Unconstrained handwritten document retrieval

  • Authors:
  • Huaigu Cao;Venu Govindaraju;Anurag Bhardwaj

  • Affiliations:
  • Raytheon BBN Technologies, 02138, Cambridge, MA, USA;University at Buffalo, Department of Computer Science and Engineering, 14260, Amherst, NY, USA;University at Buffalo, Department of Computer Science and Engineering, 14260, Amherst, NY, USA

  • Venue:
  • International Journal on Document Analysis and Recognition - Special issue on noisy text analytics
  • Year:
  • 2011

Quantified Score

Hi-index 0.00

Visualization

Abstract

With the ever-increasing growth of the World Wide Web, there is an urgent need for an efficient information retrieval system that can search and retrieve handwritten documents when presented with user queries. However, unconstrained handwriting recognition remains a challenging task with inadequate performance thus proving to be a major hurdle in providing robust search experience in handwritten documents.
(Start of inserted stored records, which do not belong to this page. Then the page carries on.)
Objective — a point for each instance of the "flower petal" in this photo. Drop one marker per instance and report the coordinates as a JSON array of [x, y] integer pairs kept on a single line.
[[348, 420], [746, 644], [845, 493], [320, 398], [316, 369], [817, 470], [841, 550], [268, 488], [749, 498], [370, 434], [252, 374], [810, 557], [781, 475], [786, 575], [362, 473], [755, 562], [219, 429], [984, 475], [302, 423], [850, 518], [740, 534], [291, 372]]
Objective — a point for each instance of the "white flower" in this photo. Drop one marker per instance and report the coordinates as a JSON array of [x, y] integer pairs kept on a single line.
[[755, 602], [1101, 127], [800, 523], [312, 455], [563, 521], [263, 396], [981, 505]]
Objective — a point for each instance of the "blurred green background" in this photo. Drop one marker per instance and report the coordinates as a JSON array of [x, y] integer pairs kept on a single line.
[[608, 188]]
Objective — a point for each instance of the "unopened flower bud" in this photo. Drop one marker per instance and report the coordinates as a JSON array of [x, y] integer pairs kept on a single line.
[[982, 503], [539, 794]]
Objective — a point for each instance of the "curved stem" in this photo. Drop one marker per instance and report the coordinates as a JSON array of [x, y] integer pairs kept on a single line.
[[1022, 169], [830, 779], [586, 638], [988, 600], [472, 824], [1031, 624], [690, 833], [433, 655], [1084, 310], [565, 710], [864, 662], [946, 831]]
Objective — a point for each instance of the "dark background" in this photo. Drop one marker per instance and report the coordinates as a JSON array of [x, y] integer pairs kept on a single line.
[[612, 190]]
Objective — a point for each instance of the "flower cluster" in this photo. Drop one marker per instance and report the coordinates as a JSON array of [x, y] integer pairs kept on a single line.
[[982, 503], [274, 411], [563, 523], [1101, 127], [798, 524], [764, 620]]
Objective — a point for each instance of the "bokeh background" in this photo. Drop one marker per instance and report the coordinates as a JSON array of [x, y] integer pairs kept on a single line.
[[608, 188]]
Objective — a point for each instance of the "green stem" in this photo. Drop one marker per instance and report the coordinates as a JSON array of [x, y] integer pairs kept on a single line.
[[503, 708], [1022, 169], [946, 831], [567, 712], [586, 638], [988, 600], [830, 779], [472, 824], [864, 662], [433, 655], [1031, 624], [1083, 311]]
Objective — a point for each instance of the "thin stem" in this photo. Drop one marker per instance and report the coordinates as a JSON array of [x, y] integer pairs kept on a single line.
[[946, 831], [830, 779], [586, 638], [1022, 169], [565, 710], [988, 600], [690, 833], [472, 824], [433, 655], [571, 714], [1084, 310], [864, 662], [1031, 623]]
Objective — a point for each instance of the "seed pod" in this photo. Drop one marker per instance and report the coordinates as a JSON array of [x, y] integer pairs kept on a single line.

In this paper, we describe our recent research with focus on information retrieval from noisy text derived from imperfect handwriting recognizers. First, we describe a novel term frequency estimation technique incorporating the word segmentation information inside the retrieval framework to improve the overall system performance. Second, we outline a taxonomy of different techniques used for addressing the noisy text retrieval task. The first method uses a novel bootstrapping mechanism to refine the OCR’ed text and uses the cleaned text for retrieval. The second method uses the uncorrected or raw OCR’ed text but modifies the standard vector space model for handling noisy text issues. The third method employs robust image features to index the documents instead of using noisy OCR’ed text. We describe these techniques in detail and also discuss their performance measures using standard IR evaluation metrics.